Start off the lesson by displaying slide one of the teacher slideshow to students. Here, students will have the chance to look at a picture and discuss what they notice and wonder.

Give students a few minutes to jot down a few things that they notice, and then a few things they wonder. Come together as a class and discuss what they wrote down.

Look out for what students may answer. Some responses may be:

• Notice:
  • A number line
  • A dot at `2`
  • A dot at `11`
  • A rectangle from `4` to `7`
  • A rectangle from `7` to `8`
  • A line at `7`
• Wonder:
  • Why is `1, 12, 13,` and `14` not being used?
  • What does the dot at `2` represent?
  • What does the dot at `11` represent?
  • Why are there rectangles?

These are just a few examples for what students may say. If they don’t, you can bring up that certain numbers are being “highlighted”. These being the beginning/ends of the lines and/or boxes.

Introducing the `5`-number summary

Explain to students that these are called box and whisker plots and they are a way to capture a lot of information about the data. Ofcourse you want to probe why these are called box and whisker plots. Before you formally introduce the `5`-number summary, ask them what they think the two dots at the end represent. Ask them what they think the box in the middle and the line inside the box represent. This will help students start noticing these elements of the box plot.

Tell them that we will be using the box plots today to find the “`5`-number summary” which is to find the minimum, maximum, median, and `Q1` and `Q3` of the data set these box plots represent. Display slide `2`.

Minimum and maximum

Students will already be familiar with this vocabulary but they should be reminded.

• Minimum: The smallest number in a data set
• Maximum: The largest number in a data set

Allow students to recognize that where the points line up to the number line shows us that the minimum is `2` and the maximum is `11`.

Median

Again, students already know what the median of a data set is, but you should remind them.

• Median: The middle value in a data set

Students will be puzzled as to why the median is not in the middle of the box. This is a good point to have the conversation that if the line is a lot on the right side, the means there are a lot more data points on higher side.

Students need more practice interpreting the median given in the box plot since the data points are not actually listed.

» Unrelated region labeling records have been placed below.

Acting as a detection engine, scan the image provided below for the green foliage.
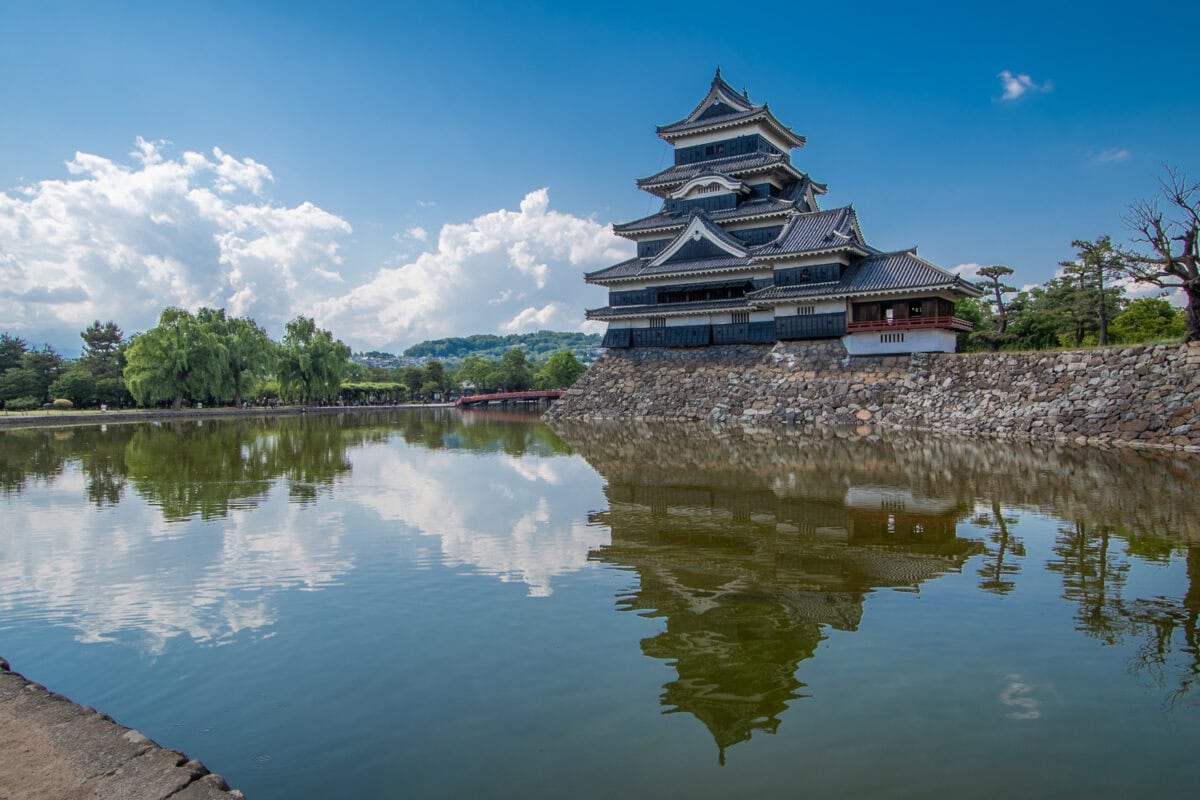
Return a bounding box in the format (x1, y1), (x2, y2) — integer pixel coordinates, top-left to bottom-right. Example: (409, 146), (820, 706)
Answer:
(197, 308), (276, 405)
(0, 345), (62, 404)
(1110, 297), (1187, 344)
(0, 333), (29, 373)
(497, 350), (533, 392)
(278, 317), (350, 403)
(4, 397), (42, 411)
(125, 308), (224, 409)
(533, 353), (586, 390)
(954, 297), (984, 353)
(50, 361), (97, 408)
(404, 331), (601, 361)
(340, 381), (408, 404)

What percent of the data points are below `7` (about `50%`)? What percent are above `7` (about `50%`)? Can we figure out using the box plot exactly how many data points are there (no).

Quartile `1` and quartile `3`

You might have already introduced the concept of `Q1` and `Q3` to students in earlier lessons. The box plot is also a great way to introduce and reinforce these concepts. The main ideas that you need to communicate to students are the following:

• `25%` of the data points are between the minimum and the start of the box and another `25%` between the end of the box and the maximum. 
• `25%` of the data points are in the box to the left of the median and `25%` on the right of the box. 

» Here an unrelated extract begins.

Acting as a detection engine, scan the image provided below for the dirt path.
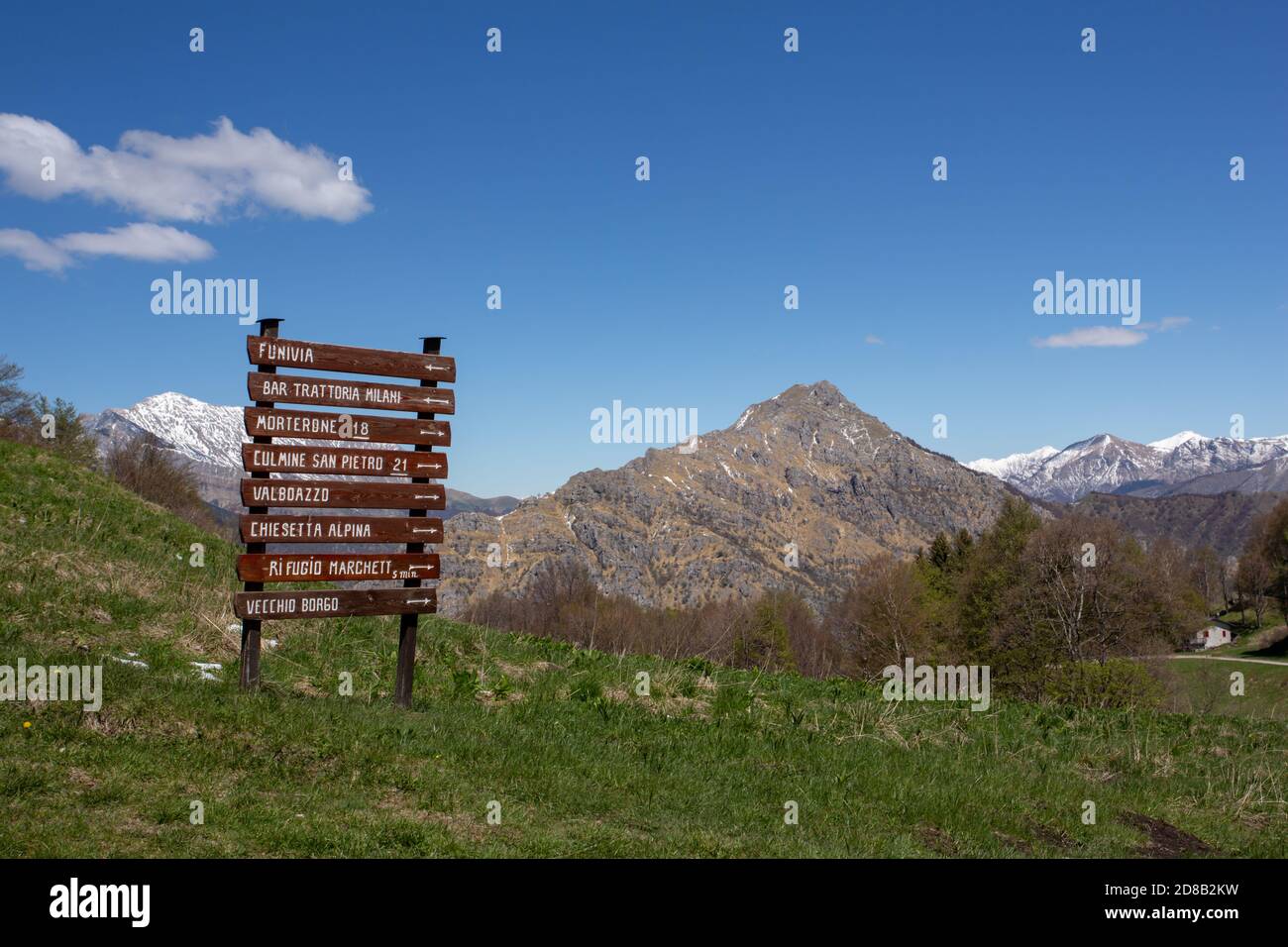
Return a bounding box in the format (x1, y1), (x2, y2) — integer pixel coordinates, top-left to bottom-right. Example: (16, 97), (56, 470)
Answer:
(1172, 655), (1288, 668)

Students should also be familiar with `Q1` and `Q3`, but it is likely that they will be much less familiar with this than they are with minimum, maximum, and median. Remind students of their definitions:

• Quartile `1` `(Q1)`: The median of the lower half of data
• Quartile `3` `(Q3)`: The median of the upper half of the data

Allow students time to recognize that `Q1` is `4` and `Q3` is `8`. 

You should follow up with questions like:

• What percent of the students spend between `2-4` hours?
• `75%` of students did less than how many hours of homework last week? 

Summary

Display slide `6` to summarize the `5` key pieces of information that a box plot shows us about the data set it represents. Consider printing the anchor chart to hang in the classroom or to give students as a reference.

Additional examples

The slideshow contains `4` more example box plots where students can practice finding these `5` key pieces of information. You can go through the examples together as a class or have students work independently or with a partner, before sharing their answers with the class!